Family Services

Family Services 2018-06-21T08:09:23+00:00

AYCO’s family services take a multi-pronged approach to providing parents with the tools necessary to strive as a family unit and as members of the broader community. AYCO was founded by and continues to be driven by many members of the immigrant and refugee communities it serves. As a result, family supports are rooted in shared experience and community building. We foster integration supports that are guided by the community, closely reflecting the immediate concerns and existing capacity of these communities.
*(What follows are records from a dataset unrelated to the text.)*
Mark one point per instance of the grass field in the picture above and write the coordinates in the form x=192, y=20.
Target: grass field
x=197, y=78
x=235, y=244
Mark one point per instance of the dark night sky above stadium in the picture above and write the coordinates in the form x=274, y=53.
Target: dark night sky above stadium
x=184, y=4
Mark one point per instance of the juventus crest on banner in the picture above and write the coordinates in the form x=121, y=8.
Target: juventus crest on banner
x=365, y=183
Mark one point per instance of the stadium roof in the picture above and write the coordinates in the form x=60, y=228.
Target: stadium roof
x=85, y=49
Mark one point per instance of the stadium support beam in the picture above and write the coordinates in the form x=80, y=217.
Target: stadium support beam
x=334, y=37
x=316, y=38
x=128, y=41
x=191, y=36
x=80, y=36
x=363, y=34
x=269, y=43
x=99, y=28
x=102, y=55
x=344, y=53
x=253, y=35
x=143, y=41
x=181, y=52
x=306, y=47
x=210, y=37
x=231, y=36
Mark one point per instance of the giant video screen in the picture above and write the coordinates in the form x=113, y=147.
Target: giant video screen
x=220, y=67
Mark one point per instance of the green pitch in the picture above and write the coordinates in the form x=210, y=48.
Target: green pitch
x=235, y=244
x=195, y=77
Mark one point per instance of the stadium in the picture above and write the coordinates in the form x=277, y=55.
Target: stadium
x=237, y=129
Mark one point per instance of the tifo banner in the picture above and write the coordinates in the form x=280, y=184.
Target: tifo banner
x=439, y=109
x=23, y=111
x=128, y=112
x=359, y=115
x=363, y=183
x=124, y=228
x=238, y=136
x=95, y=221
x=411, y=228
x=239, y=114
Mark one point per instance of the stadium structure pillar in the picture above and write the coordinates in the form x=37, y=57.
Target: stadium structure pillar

AYCO families participate in:

  • ESL classes: We host free ESL classes that are intentional about integrating participants who have disabilities and their families. Our teachers empower community members to learn English and gain confidence in their capacity to communicate with others.

  • Community engagement:

    – Parent engagement: AYCO hosts parent groups that promote understanding of school expectations, the needs of their children, and strengthening the capacity for adaptation while also reflecting important cultural identities.

    – Informational exchange: AYCO hosts information meetings to facilitate an exchange of important information related to law enforcement, school expectations, healthcare, rights and responsibilities, etc. These meetings are viewed as a two-way exchange of information as well as cultural implications, strengths and challenges of immigrant communities.

    – Community Chai and Dialogue: Around the world many people gather to socialize over tea, or chai. AYCO hosts regular gathering of immigrant and mainstream communities to get to know one another while sharing chai and engaging in dialogue and conversation.

  • Cultural bridge supports: A consistent stream of newcomers from East Africa flow through the AYCO office seeking assistance with reading mail, understanding forms from school and doctors, communicating with landlords, immigration offices, employers, teachers, law enforcement, benefit offices, and so many U.S. institutions that are unfamiliar and often unfriendly toward those with limited English.